In a Time Lapse

When he was a boy, time felt like something he could outrun. Summers stretched long and loose, afternoons bending under the weight of cicadas and heat. He believed days were handed out one by one, endless as marbles in a jar, and that tomorrow would always wait exactly where he left it. He watched shadows slide across the porch boards and thought they were only playing. Grown-ups said things like already? and before you know it, but he couldn’t see what they were rushing from. He stood still, certain the world would circle him forever.
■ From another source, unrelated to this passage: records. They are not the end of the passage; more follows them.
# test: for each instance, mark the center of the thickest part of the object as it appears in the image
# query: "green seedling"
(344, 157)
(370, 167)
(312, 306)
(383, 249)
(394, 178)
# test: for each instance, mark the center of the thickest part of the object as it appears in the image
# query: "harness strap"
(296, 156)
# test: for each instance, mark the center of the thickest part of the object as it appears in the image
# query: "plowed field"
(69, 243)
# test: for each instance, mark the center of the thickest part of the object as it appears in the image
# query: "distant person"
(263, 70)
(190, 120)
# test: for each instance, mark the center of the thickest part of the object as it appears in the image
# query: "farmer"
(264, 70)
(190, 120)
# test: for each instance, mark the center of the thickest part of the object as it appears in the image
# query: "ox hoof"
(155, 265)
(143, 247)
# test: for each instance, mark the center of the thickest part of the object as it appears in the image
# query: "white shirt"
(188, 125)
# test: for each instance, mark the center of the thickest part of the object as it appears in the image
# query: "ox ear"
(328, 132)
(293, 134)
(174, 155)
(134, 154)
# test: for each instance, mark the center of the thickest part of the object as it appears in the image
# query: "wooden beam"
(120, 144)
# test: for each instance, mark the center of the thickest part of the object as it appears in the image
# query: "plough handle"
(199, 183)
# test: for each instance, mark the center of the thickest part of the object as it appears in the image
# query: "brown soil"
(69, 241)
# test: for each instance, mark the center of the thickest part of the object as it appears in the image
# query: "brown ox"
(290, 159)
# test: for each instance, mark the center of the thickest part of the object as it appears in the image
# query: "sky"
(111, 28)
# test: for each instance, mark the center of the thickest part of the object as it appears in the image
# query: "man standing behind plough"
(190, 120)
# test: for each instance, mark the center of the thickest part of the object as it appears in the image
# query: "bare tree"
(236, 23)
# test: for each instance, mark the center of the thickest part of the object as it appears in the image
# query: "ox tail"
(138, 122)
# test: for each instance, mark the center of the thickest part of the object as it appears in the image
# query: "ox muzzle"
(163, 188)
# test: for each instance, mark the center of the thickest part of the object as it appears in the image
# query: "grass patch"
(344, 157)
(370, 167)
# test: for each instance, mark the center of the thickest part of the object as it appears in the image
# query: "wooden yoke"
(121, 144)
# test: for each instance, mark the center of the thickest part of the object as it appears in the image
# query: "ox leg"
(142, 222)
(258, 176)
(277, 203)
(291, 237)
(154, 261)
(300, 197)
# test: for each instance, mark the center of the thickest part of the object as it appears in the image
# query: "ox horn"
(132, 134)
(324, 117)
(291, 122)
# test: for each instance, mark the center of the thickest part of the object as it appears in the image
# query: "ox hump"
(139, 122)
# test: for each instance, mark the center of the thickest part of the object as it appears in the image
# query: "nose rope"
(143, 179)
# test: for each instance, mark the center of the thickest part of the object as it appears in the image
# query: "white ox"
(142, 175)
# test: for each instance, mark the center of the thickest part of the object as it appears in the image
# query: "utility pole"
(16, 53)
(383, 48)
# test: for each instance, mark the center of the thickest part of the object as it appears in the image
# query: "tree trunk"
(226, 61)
Then time began to speed up, the way film does when someone turns the dial without warning. Birthdays stacked closer together. Voices he knew changed pitch and texture. His hands grew larger than his father’s old tools, and his mother’s face collected small lines she didn’t notice but he did. Days stopped arriving one at a time and began showing up in clusters; school years, jobs, moves, hellos and goodbyes. He learned that memory has a sound: doors closing softly behind you. He learned that love leaves fingerprints on everything it touches, and that loss moves quietly, like dusk, so you don’t realize it’s night until the stars appear.
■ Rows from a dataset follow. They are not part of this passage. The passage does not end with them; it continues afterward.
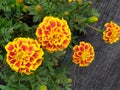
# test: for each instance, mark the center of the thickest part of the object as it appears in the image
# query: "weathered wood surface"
(104, 72)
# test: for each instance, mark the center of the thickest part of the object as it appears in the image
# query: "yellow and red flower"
(112, 33)
(24, 55)
(53, 34)
(83, 54)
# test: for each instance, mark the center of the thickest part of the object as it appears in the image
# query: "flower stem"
(94, 28)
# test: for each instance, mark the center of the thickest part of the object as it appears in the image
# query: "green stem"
(94, 28)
Now, when he looks back, the boy is still there, paused in the frame, sunburned and hopeful, squinting into a future he can’t imagine. Time hasn’t taken him; it has carried him forward, folding him into every version of himself that followed. The trick, he’s learned, isn’t stopping the lapse or slowing the reel. It’s noticing the light in each frame before it changes. It’s understanding that even as time rushes past, it leaves behind something permanent: proof that he was here, that he watched, that he loved, and that, for a moment, the world moved at the speed of his breathing.